Kris is one of the co-founders of Infosys, the Indian tech giant. It’s quite interesting because the first time we met, Kris said – you can create something similar to a Bloomberg terminal for the consumer bank business. In other words, you can take the data feeds and present the data insights to a consumer bank and say – this is where your customer is now, and this is what we think he will do next. It instantly becomes big value for them and a big opportunity for us, because we are converting the data into something enterprises can actually use.
How much public data do you really have? Don’t you have to acquire the data at some point from someone?
Yes, we acquire data, we partner with people, we also do manual curation. All that’s what goes into our graph.
Do you spend a lot on acquiring data?
Yes. But we spend more on talent. That’s the most expensive. Data and cloud infrastructure comes second. Good engineers are hard to get. The Singapore government gives incentives to set up an AI team in Singapore but there’s only a very small pool. The problem we face is that we train these engineers up and then they get poached by large enterprises.

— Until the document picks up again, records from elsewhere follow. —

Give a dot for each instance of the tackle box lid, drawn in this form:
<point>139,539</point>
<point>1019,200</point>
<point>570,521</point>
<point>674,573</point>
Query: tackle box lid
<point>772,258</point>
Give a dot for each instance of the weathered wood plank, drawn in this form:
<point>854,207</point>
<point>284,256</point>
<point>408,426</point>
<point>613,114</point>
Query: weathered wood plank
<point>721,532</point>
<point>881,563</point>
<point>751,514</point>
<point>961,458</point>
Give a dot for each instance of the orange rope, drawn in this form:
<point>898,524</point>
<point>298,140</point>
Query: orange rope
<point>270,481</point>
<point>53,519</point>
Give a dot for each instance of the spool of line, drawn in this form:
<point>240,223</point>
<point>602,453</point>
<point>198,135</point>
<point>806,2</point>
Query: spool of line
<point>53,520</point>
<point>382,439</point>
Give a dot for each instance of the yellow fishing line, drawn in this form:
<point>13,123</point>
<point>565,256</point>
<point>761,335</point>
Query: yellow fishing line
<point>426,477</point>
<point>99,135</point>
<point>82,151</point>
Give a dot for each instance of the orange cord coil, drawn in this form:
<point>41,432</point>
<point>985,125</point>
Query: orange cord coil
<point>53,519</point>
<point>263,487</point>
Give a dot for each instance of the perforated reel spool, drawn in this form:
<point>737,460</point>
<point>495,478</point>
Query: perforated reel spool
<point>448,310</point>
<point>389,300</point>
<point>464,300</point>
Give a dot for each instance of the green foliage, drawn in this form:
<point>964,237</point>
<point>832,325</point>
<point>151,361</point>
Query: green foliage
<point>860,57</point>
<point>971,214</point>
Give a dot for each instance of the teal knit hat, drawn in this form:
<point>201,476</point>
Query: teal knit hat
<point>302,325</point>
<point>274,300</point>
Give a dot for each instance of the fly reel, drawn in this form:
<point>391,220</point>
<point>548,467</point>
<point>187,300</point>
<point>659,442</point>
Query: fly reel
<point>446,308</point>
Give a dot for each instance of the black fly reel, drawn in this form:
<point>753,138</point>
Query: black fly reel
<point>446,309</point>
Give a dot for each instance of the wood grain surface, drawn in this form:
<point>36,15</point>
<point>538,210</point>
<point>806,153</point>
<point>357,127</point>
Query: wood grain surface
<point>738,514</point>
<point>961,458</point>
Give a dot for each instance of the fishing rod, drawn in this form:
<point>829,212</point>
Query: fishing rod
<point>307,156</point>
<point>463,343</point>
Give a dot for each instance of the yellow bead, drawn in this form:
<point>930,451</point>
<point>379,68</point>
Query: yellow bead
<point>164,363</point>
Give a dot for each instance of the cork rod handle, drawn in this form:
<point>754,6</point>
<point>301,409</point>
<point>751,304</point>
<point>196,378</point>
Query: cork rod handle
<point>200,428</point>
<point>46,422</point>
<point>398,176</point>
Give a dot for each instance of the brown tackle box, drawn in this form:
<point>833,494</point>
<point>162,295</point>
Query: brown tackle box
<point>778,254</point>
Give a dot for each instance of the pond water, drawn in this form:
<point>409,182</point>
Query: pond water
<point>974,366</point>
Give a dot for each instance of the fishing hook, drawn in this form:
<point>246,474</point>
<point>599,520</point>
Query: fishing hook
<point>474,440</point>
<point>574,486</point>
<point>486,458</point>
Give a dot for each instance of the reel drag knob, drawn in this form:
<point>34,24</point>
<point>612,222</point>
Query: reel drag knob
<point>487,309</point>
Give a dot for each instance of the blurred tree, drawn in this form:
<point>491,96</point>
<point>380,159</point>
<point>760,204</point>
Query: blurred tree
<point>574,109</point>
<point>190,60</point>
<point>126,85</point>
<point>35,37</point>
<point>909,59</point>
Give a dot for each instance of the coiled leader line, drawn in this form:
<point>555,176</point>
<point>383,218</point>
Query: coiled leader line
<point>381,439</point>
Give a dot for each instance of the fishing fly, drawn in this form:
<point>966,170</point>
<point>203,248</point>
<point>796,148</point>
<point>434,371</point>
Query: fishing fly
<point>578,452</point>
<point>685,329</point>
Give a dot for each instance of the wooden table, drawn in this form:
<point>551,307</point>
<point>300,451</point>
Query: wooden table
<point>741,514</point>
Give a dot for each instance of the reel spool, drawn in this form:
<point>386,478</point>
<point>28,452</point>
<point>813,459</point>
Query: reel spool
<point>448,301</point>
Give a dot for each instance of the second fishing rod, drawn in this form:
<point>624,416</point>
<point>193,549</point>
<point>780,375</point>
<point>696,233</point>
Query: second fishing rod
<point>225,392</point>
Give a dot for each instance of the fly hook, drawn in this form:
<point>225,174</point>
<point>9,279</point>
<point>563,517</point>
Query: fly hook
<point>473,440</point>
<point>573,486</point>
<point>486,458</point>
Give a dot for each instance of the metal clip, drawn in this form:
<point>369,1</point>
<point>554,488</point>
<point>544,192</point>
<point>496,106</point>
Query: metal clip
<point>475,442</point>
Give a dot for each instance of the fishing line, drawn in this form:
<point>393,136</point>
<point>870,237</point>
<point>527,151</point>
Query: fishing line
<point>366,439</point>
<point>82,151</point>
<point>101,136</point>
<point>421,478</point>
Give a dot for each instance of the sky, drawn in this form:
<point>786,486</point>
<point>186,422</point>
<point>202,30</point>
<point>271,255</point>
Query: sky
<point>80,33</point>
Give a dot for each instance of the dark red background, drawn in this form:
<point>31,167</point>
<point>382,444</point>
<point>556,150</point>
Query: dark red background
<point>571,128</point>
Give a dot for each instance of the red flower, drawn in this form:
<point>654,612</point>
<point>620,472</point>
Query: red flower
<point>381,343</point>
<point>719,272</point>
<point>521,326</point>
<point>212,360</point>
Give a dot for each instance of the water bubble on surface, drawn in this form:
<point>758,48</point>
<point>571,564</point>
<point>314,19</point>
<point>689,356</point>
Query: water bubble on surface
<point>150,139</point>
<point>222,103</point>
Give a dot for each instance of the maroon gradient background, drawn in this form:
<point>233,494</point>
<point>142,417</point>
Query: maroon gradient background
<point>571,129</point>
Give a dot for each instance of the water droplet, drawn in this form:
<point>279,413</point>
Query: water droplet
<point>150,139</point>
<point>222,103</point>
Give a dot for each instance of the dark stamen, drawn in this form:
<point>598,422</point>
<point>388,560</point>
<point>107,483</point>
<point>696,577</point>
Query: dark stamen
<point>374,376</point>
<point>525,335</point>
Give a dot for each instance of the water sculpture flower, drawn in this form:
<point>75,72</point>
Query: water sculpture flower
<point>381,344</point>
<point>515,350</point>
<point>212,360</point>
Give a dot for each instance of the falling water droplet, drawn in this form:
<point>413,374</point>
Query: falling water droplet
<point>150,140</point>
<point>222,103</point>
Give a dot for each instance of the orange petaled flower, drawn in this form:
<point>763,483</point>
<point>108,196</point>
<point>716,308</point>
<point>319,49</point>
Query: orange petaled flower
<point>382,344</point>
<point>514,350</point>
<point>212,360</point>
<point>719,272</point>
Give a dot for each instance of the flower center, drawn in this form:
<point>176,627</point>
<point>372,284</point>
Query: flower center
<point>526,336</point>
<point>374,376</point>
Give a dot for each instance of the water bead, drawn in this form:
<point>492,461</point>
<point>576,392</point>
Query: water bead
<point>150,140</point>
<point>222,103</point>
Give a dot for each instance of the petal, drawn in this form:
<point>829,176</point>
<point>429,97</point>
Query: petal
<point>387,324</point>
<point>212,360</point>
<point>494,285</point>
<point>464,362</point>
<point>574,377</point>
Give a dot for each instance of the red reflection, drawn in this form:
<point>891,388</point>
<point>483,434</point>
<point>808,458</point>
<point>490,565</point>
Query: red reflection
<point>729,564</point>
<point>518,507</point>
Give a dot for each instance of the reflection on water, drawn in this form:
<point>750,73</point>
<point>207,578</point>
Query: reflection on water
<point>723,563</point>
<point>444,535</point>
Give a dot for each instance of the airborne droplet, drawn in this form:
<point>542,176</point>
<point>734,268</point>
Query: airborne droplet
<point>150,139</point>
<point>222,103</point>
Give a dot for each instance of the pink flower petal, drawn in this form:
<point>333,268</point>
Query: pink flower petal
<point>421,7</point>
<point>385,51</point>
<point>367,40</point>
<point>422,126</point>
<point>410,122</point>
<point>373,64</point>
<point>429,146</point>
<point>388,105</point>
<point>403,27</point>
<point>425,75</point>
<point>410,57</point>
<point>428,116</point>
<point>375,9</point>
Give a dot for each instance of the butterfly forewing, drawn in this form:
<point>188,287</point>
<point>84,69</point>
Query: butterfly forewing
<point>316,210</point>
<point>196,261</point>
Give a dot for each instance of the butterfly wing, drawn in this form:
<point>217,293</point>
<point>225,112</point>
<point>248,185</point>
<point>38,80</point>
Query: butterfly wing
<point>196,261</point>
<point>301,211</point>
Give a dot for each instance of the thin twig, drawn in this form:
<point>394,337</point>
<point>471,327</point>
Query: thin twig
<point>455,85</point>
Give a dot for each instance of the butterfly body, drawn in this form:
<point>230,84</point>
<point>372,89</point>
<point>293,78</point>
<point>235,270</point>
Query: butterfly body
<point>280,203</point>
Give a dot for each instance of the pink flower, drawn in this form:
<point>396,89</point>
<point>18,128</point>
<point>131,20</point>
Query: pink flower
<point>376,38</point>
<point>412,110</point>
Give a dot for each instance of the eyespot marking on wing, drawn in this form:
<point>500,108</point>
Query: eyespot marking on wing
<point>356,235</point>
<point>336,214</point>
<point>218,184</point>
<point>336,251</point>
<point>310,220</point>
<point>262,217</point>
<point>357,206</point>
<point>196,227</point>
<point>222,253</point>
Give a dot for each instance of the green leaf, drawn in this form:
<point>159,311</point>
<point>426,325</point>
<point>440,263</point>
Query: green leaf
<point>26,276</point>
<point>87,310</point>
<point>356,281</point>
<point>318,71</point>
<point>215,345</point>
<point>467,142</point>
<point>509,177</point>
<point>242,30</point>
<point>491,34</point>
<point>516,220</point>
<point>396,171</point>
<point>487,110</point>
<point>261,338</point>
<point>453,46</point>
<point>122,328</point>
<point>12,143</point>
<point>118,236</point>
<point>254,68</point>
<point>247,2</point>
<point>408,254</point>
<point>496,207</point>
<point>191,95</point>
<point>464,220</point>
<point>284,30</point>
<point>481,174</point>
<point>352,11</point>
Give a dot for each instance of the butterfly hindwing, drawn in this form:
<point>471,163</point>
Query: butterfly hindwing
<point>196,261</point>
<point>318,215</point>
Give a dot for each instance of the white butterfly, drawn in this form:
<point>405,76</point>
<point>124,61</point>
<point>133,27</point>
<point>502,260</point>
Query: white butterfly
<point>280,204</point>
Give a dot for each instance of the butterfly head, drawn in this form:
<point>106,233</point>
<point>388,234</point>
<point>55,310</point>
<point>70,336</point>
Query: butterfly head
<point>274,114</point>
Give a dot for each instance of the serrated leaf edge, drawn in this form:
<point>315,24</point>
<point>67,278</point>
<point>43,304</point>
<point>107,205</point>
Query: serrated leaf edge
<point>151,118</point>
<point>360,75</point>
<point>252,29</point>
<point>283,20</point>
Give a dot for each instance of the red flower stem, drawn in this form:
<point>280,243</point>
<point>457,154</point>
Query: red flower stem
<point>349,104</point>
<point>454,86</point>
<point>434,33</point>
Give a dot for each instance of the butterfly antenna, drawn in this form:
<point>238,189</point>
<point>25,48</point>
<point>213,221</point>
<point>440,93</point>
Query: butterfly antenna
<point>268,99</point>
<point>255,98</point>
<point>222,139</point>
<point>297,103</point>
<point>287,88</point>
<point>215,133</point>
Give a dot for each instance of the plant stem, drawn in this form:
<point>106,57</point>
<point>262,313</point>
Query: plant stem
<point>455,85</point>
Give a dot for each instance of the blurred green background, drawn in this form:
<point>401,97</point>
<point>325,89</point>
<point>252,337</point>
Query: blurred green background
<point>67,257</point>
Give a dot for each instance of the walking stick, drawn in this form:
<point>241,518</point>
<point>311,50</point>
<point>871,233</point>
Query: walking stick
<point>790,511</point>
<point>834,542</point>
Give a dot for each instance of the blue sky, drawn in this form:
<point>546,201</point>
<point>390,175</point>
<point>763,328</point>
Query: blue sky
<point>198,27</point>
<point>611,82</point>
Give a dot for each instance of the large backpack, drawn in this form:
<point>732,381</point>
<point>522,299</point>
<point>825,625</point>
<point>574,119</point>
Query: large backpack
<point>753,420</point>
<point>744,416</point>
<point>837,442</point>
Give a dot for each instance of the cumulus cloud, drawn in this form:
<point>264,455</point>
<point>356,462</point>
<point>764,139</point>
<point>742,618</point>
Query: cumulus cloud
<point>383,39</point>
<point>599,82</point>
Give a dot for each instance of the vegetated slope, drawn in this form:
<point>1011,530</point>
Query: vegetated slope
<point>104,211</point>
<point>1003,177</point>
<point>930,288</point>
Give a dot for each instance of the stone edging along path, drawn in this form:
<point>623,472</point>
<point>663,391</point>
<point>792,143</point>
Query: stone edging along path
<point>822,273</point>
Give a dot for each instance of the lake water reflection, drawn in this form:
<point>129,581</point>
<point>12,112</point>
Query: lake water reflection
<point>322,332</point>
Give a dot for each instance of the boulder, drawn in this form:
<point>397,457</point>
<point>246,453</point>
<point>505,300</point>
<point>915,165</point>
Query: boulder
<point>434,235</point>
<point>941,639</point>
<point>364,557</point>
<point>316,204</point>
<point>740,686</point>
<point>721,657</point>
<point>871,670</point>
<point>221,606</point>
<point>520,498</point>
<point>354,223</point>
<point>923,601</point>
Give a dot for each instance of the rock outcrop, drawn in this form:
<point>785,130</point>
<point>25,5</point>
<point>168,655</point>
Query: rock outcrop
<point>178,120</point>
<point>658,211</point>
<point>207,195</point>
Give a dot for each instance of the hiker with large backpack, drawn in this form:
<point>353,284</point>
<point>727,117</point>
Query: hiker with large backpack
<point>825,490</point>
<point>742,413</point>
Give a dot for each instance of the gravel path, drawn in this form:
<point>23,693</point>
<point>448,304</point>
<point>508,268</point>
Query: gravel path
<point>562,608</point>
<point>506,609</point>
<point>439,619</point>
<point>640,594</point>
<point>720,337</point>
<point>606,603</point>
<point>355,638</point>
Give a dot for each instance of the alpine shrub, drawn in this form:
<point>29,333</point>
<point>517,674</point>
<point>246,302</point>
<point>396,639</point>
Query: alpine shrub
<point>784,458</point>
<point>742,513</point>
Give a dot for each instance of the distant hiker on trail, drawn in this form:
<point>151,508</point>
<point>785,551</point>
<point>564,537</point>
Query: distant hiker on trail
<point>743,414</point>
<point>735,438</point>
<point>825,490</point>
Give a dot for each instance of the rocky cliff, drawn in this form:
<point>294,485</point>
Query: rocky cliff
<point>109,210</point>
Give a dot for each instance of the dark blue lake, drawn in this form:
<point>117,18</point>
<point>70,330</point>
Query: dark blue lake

How much of your annual expenditure do you set aside for people and data?
I would say we spend about 60 per cent of our annual expenditure on people, and 15 to 20 per cent on data and infrastructure. We spent a lot more in our first year on data and infrastructure learning data sets, but now we’re more efficient so we spend less.
Do you think acquiring data in the future will grow more expensive though? Especially if data becomes increasingly difficult to get.
Not if we change the business model. We’re working on making changes to our current model where we want to build more of an ecosystem play where our platform sits in the center, between the data providers and our clients, who are users of the data.
But isn’t that what you’re already doing?
No, not really. Currently we’re working with clients across different industries where they may not be sharing data with one another. If we can create a model where all of these companies start to share their own datasets, while we bring in the external data, the entire economics of how we deliver data to people will change completely. It wouldn’t just alter things from a cost perspective. It will also completely change the way our clients see their consumers completely.
Imagine a world where Singtel, DBS, Singapore Airlines are able to share the preferences of their common customers, without actually sharing the data. Maya will be at the centre of such a “taste exchange”.
But why would these different companies want to share data with one another? That’s really difficult to imagine.
It’s happened before. There is a company called Quantium in Australia. It takes Woolworth, ADB, Foxtel. But they’re running it differently where the companies are almost running it like a JV. They’re putting it together and saying they can look at consumers differently whether it’s retail spending, television viewing or banking habits. So, it is possible but what will make the difference will be blockchain and encryption. It will be an entire new way of looking at data.
Do you pay a significant financial penalty when it comes to data regulation and privacy?
In terms of GDPR, I would say everyone else has been clamping down significantly on data privacy with the exception of the US. The definitions that regulators use for how you use data classifies us as a data processor. This means we are not the enterprise which bears the financial penalty for the misuse of data. In other words, I’m not using the data, I’m using it on behalf of my clients. There are still consequences, but the main burden is with the owner of the customer.
Do you foresee yourself beefing up your legal team moving forward?
We actually just hired a full-time legal person. One of the things we’re discussing is at what stage we take data, data privacy or security out of the mainstream business. It’s almost like having an internal auditor. This will probably be something we have to look into more closely in 2019. We will probably have a full-time data officer whose job is just to work on legal, data security and privacy and not be part of the main business. We will look into adding to the legal team next year. I can also foresee compliance costs going up next year.